An illustrative example of this fell into our lap yesterday, with moderate Democrat Ben Nelson, of Nebraska (where I live), lambasting ads leveled at him by Howard Dean’s Democracy for America (DFA). I was pretty surprised at how poorly executed the ads are, but the same tired attacks are being leveled at Nelson, that are being leveled against other swing votes across the country, are what make the ads so ridiculous.

We begin with the perennial attack you can level at any politician regarding who donates to their campaigns.
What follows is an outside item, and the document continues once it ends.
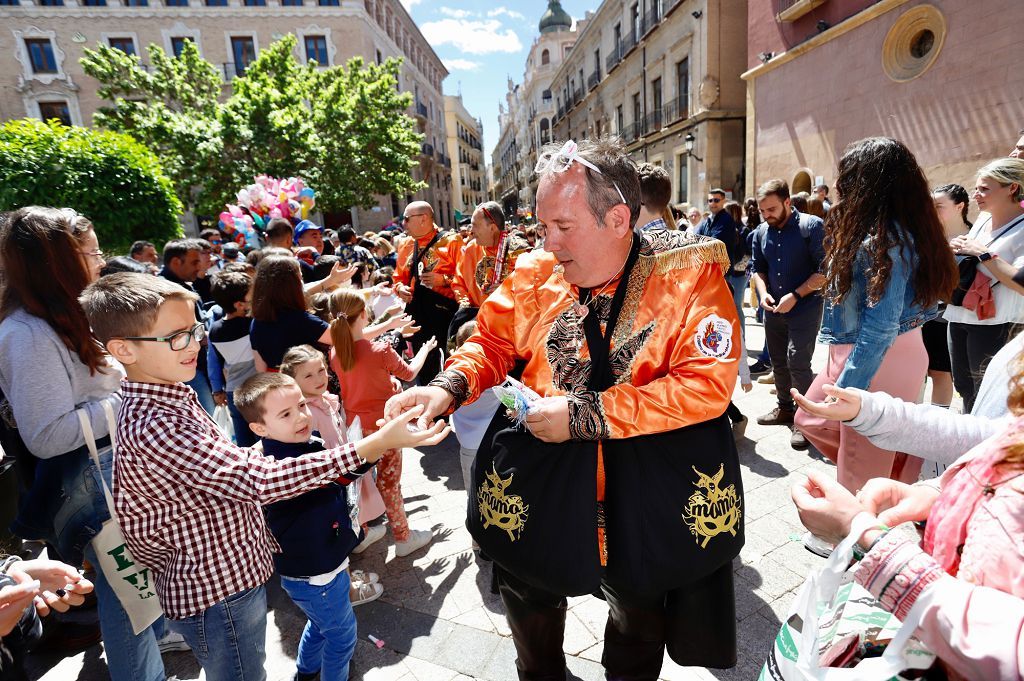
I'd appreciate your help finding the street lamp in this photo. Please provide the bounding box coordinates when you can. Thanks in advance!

Pretending that you know that he’s doing what he’s doing because of who his donors are, rather than the distinct possibility that he’s doing it because many of his constituents (including myself) asking him to slow down passage of the bill, look for more cost savings and make sure we don’t rush this, is plain idiocy. Nobody can read his mind, and I’ve yet to see any evidence that the guy is any more corrupt than any other politician. I would be pushing for many of the same modifications if I was in the senate, and I (unfortunately) don’t get millions of dollars given to me each year by anyone.

Then there is the time pressure argument, that we need to pass this legislation now. I can’t disagree with this sentiment more. If anything we should slow down further still, with more and more coming out as to mistaken estimates of cost savings and details of proposals being made more clear. There is no artificial timetable you can set on something like this, it needs to take however long it takes to be reviewed in great detail.

Regardless of what you believe, this sort of push only works when you have a majority of the public with you. It would work if he was in a weak position, but he’s not. This is Sun Tzu 101 stuff here… you don’t mount a full frontal attack on an enemy in a fortified position unless you have vastly superior forces. Like it or not, the Blue Dogs have the high ground right now.

The groups that are pushing for this with these tactics need to look in the mirror to lay blame when they look back and wonder why they weren’t able to get some of the things they wanted when this finally moves to passage. A public plan pegged on Medicare, with that panel slowing the rate of cost growth, would have saved us an amazing amount of money over the years, and I think the Blue Dogs and Moderates would have been convinced to support that with more work on cost savings and less political pressure. The pressure from liberal groups force them to fight back very publicly, so they don’t look like they are towing the liberal line to the independent and moderate republican supporters they need to get reelected.

Sun Tzu would have advised these groups to use the same tactic that PHARMA used once they saw that a health care bill of some kind was going to pass whether they wanted it to or not. The choice was to go in early, get a seat at the table and get a better deal by offering concessions from the start, or fight a losing battle later on and get stuck with a much worse deal. These groups demonizing Blue Dogs and moderates are doing precisely opposite what they should have done. They should have realized the situation early and negotiated a way for them to show their constituents that they fought for cost savings, like the Medicare panel, which instead took months of fighting to accomplish.

Sun Tzu would have told these groups that they should ‘remove the firewood from under the pot’. Instead of fighting the Blue Dogs head on, they could have weakened their resistance by working with them from the start, rather than turning a soft ally into a potential enemy with these tactics.